Apple and Amazon Know About a Massive Hack Exploit—And Have Done Nothing (Updated)

"....just lock down your entire online life until further notice."

Exaggerated to some extent, but certainly a problem. How to fix it? Critical comments are often far easier than constructive suggestions.
 
Nothing was hacked. Social engineering at it's finest.

Well the Amazon was an exploit. You add a CC to an account which apparently you do not have to log in to do it. Then once it is added you can use that CC account number to reset the password. The CC number is fake.

First you call Amazon and tell them you are the account holder, and want to add a credit card number to the account. All you need is the name on the account, an associated e-mail address, and the billing address. Amazon then allows you to input a new credit card. (Wired used a bogus credit card number from a website that generates fake card numbers that conform with the industry’s published self-check algorithm.) Then you hang up.

Next you call back, and tell Amazon that you’ve lost access to your account. Upon providing a name, billing address, and the new credit card number you gave the company on the prior call, Amazon will allow you to add a new e-mail address to the account. From here, you go to the Amazon website, and send a password reset to the new e-mail account. This allows you to see all the credit cards on file for the account — not the complete numbers, just the last four digits. But, as we know, Apple only needs those last four digits. We asked Amazon to comment on its security policy, but didn’t have anything to share by press time.

So, if you have both an Amazon account and an Apple account you can take them both over with a fake credit card number if you know the billing address and email address.
 
I can't believe how lax Amazon is. My dept is buying me a hard drive, and my secretary told me to just order it online, and put it on the dept card. I went into my Amazon account, added a new card, with her name, and her billing address, and poof! It was automatically accepted. No verification, nothing. Easy for me for sure, but always struck me as strange.
 
Amazon has done this sort of thing for YEARS. My parents have asked me to buy items on Amazon on occasion and instead of them having to re-pay me, my Mom just gave me her CC info. I plugged it in and purchased the item. In this case, the billing address matched the ship-to address, which helps, but you'd still think Amazon would question why *I* am putting in someone else's CC info and address.
 
Amazon has done this sort of thing for YEARS. My parents have asked me to buy items on Amazon on occasion and instead of them having to re-pay me, my Mom just gave me her CC info. I plugged it in and purchased the item. In this case, the billing address matched the ship-to address, which helps, but you'd still think Amazon would question why *I* am putting in someone else's CC info and address.

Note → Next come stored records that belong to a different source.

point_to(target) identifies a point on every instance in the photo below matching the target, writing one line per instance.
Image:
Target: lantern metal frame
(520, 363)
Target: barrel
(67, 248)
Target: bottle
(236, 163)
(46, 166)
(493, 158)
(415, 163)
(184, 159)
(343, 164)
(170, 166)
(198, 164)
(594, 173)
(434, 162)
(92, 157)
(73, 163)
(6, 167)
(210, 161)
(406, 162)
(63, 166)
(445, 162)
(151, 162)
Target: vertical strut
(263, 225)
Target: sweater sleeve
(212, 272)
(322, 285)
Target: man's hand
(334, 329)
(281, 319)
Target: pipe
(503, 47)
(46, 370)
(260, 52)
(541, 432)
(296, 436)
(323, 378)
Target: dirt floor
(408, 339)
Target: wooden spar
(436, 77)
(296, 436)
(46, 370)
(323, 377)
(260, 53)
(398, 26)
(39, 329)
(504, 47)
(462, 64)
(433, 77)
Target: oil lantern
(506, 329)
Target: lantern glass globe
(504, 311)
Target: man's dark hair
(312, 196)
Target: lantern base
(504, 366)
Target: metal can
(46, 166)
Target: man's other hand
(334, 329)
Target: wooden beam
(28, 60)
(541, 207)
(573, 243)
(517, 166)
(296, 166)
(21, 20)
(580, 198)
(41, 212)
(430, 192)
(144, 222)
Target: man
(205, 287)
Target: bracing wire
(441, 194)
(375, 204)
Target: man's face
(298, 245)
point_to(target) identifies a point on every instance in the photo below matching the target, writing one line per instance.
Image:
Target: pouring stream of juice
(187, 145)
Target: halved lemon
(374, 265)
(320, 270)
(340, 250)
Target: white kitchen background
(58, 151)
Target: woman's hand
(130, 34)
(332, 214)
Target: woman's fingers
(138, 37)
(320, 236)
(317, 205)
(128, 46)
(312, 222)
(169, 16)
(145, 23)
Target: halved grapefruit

Exactly. I mean sure, it was convenient, and if it was a stolen card it would be hard to hide the evidence of it, but it always surprises me.
 
I agree with the assertion that passwords have to go. What reliably replaces them, however, isn't easy to say. Any scheme will be based on one or more of the the three basic foundations of security:
• Something you know
• Something you have
• Something you are

Passwords are something you know. The problem with passwords are numerous: they have to be shared; they can be forgotten; they can be used in multiple locations, increasing the chance that a security breach can compromise multiple services; they can be easily guessed if there aren't complexity requirements.

A key is something you have. The problem with keys for Internet services is how you prove that you actually possess your key; the key can be lost (or stolen); the key is "static" and by its physical nature can be duplicated.

Biometrics is something you are. Fingerprints; voice patterns; facial recognition; retina scans; DNA. Very hard to fake and duplicate (various Hollywood movies not withstanding) but somewhat expensive to implement. Are you ready to replace "One-Click" with "One-Prick"?

I wonder if we can ever reach the point where we can make practical use of Quantum Entanglement for verification of our identities? When you press the "Verify Identify" button the existing quantum states of the entangled particles are read at both locations a million or so times and the results compared. If they match, you're who you say you are. Since the very act of reading the particle changes the state to some new random state, it's like flipping two coins a million times, only they both come up with the same Heads-Tails sequence.
 
I must point out that I read an article where they came up with a method to fool retina scans 80% of the time.